As the currency of the realm, the album caught a cold the original Napster made it possible to just grab the songs you wanted without having to pay for a full record. That cold turned into bronchitis when Steve Jobs convinced the recording industry to offer a la carte selection on iTunes. And with streaming, we’re dealing with a fatal case of pneumonia.
The album had grown from a collection of songs and performances into a retail event, a reason for artists to record a bunch of songs for simultaneous release. Labels loved the high margins. Fans thought they were getting a good deal. Many performers used the length of an album to may coherent artistic statements. Albums became the foundation of everything from record stores to FM radio.
Now, though, we’re back to the days (pre-1965-ish) where the song rules. It’s all about singles,
Forbes takes a look at the current state of the album.
To many music artists and bands, making an album has always been the epitome of their art. This group of songs was a statement to their voice and current state of mind, not to mention a reflection of their social and physical environment. It was thought to be the highest form of recorded experience the artist could offer. It wasn’t always that way though, and for the most part, it’s not like that now. The trouble is, too many artists fail to recognize that the album is quickly becoming a relic of the past and even detrimental to their success.

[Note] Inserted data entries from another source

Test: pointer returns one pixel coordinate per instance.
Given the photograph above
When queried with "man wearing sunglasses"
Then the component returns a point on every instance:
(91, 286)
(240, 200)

We live in a singles world today. No longer does anyone consistently sit down for 40 or 50 consecutive minutes to listen to an album from front to back like they used to. In our portable music society today where streaming music from Spotify or Apple Music is the king, there’s no reason to be tied to the music playback system or to listen to songs that we don’t care to listen to. If that’s the case, why should an artist even bother to spend the months it takes to create an album? It’s not like people are consuming them in any great numbers, and the costs involved can sometimes put both the artist and record label in financial jeopardy.